Feature and Sentiment Extraction through Text Mining

Chapter 4 The Impact of Daily Deal Promotions on Retailers’ Online Reputation

4.6 Mediation and Moderation Analysis

4.6.1 Feature and Sentiment Extraction through Text Mining

Text mining techniques have been used to extract important information from the texts of online reviews in marketing and other business areas (Lee and Bradlow 2011; Bai 2011; Netzer et al. 2012). In this study the text mining analysis involves two components: 1) identifying features (from which we derive consumers perceptions of quality) most frequently mentioned by reviewers; and 2) identifying the consumers' sentiments about the sentences containing those features.

4.6.1.1 Extracting Important Features

We adopted one of the well-established techniques (see Hu and Liu 2004) for feature identification to extract nouns and noun phrases as candidates, because the most frequently described features have been shown to be nouns and noun phrases.

The steps we used of features extraction include:

1) applied POS tagging and obtained nouns and noun phrases for each review. This yielded more than 9,000 nouns and noun phrases from Yelp reviews;

2) manually pre-defined five categories of features and built our own dictionary (see Table 18) to reduce the dimensionality of features;

3) classified each sentence into one of the 5 categories according to the dictionary; and, 4) selected food quality and service quality as the two key potential mediators because they were the most frequently mentioned features as detailed in Table 19.

Table 18. Feature Categories, Definitions and Example Words in the Dictionary

Feature Categories Definitions Example words

Food quality Perceived quality related to food, including various types of food and drink.

‘salad’, ‘chicken’, ‘ice tea’,

‘wine’

Service quality Perceived quality related to service in a restaurant from various servers, such as waiter and waitress.

‘waiter’, ‘waitress’,

‘manager’

Ambiance Perceived quality related to the dinning environment, such as atmosphere.

‘ambiance’, ‘atmosphere’,

‘music’

Social setting A feature indicating whom the reviewers dine with.

‘husband’, ‘wife’,

‘boyfriend’, ‘girlfriend’

Others Any other feature which does not belong to any

category above. The rest of noun phrases

Table 19. Frequency Distribution of Features Feature

Reviews Frequency Number of

Reviews Frequency

4.6.1.2 Extracting Sentiments

Focusing on the two types of perceived quality detailed above we identified the sentiment for each sentence that mentioned food quality and/or service quality. We applied the corpus-based machine learning method, which enabled us to capture the contextual structure and domain-related knowledge (see Pang and Lee 2002).

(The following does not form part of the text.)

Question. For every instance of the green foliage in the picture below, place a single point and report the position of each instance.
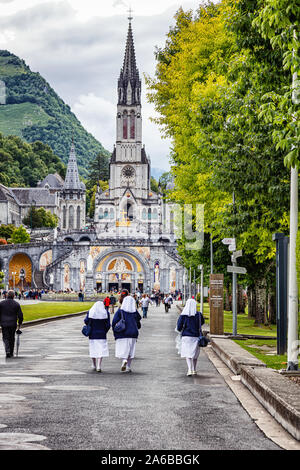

The steps of sentiment identification included:

1) randomly selected 100 reviews and split them into 946 sentences;

2) manually assigned the sentiment (positive, negative or neutral) to each of the 946 sentences;

3) assigned 80% (757) of sentences as the training set and the remaining 20% (189) of sentences as the test set;

4) trained various machine learning models (including naïve Bayes, Support Vector Machine, and Logistic Regression) using the training set;

5) applied the trained model to the test set, and selected the model with the highest prediction rate, Logistic Regression; and,

6) utilized trained Logistic Regression model and obtained the sentiment of each sentence mentioning food quality and/or service quality.

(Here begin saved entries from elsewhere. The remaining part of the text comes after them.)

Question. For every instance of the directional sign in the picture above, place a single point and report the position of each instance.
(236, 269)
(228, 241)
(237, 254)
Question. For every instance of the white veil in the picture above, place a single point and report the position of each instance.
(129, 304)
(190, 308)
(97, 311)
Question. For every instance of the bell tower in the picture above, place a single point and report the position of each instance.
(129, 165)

To categorize the sentiments, we assigned -1 to indicate negative sentiment, 0 for neutral, and 1 for positive and then calculated the average sentiment of food quality (service quality) over all sentences mentioning food quality (service quality) for matched Groupon Restaurants and Non-Groupon Restaurants.

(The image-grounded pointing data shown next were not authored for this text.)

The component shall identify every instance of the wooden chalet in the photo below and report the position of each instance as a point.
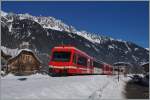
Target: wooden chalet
(26, 62)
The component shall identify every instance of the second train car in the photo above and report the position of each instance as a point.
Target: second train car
(68, 60)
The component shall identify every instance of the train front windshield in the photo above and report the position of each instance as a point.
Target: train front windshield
(61, 56)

4.6.1.3 Preliminary Evidence of Mediation and Moderation Effects – Food Quality and Service Quality

Table 20 below summarizes the comparisons of average sentiment of food quality and Change in Yelp Rating for the matched pairs. Please note that we excluded any matched pair in which one or both restaurants in the matched pair did not mention food quality. Hence, we have 751 matched pairs for analysis.

The average sentiment of food quality for Groupon Restaurants is statistically

significantly lower than that of Non-Groupon Restaurants, which potentially explains the overall declining trend of Yelp ratings. Hence, food quality is a potential mediator of the main effect.

We then divided the matched pairs into three groups according to pre-promotion ratings:

1) low rating, [1, 2.5); 2), 2) medium rating, [2.5, 3.5); and 3) high rating, [3.5, 5]. In all three

cases the average sentiment of food quality for Groupon Restaurants is statistically significantly lower than that of Non-Groupon Restaurants. However, regarding the Change in Yelp Ratings, the decline in Yelp Rating for Groupon Restaurants is statistically significantly larger than that of Non-Groupon Restaurants only for high rated restaurants. There is no statistically significant difference in Change in Yelp Ratings between Groupon Restaurants and Non-Groupon

Restaurants for medium and low rated restaurants.

These results provide some direct evidence for the potential moderation role of pre-promotion ratings on the effect of Groupon pre-promotions on Yelp ratings.

Table 20. Comparisons of Average Sentiment of Food Quality and Change in Yelp Ratings Pre-promotion

Rating

Number of Matched

Pairs

Average Sentiment of Food Quality Change in Yelp Ratings Groupon

Restaurants

Non-Groupon Restaurants

Groupon Restaurants

Non-Groupon Restaurants

Total 751 0.52 0.58*** -0.07 -0.01***

Low 15 0.40 0.66** 0.30 0.39

Medium 262 0.48 0.53*** -0.0004 0.002

High 474 0.55 0.60*** -0.12 -0.03***

Note: *’s denote significance level of Wilcoxon tests of larger means between Groupon vs. non-Groupon restaurants, <0.1 *; <0.05 **; <0.01***

Similarly, Table 21 summarizes the comparisons of average sentiment for service quality and Change in Yelp Ratings for the matched pairs. We excluded any matched pair in which one or both restaurants in the matched pair did not mention service quality. Because service quality was mentioned than food quality, we obtained fewer matched pairs (527) than for food quality.

The average sentiment for service quality for Groupon Restaurants is statistically significantly less than that of Non-Groupon Restaurants, which suggests that service quality is also a potential mediator for the overall decline of Yelp ratings after Groupon promotions.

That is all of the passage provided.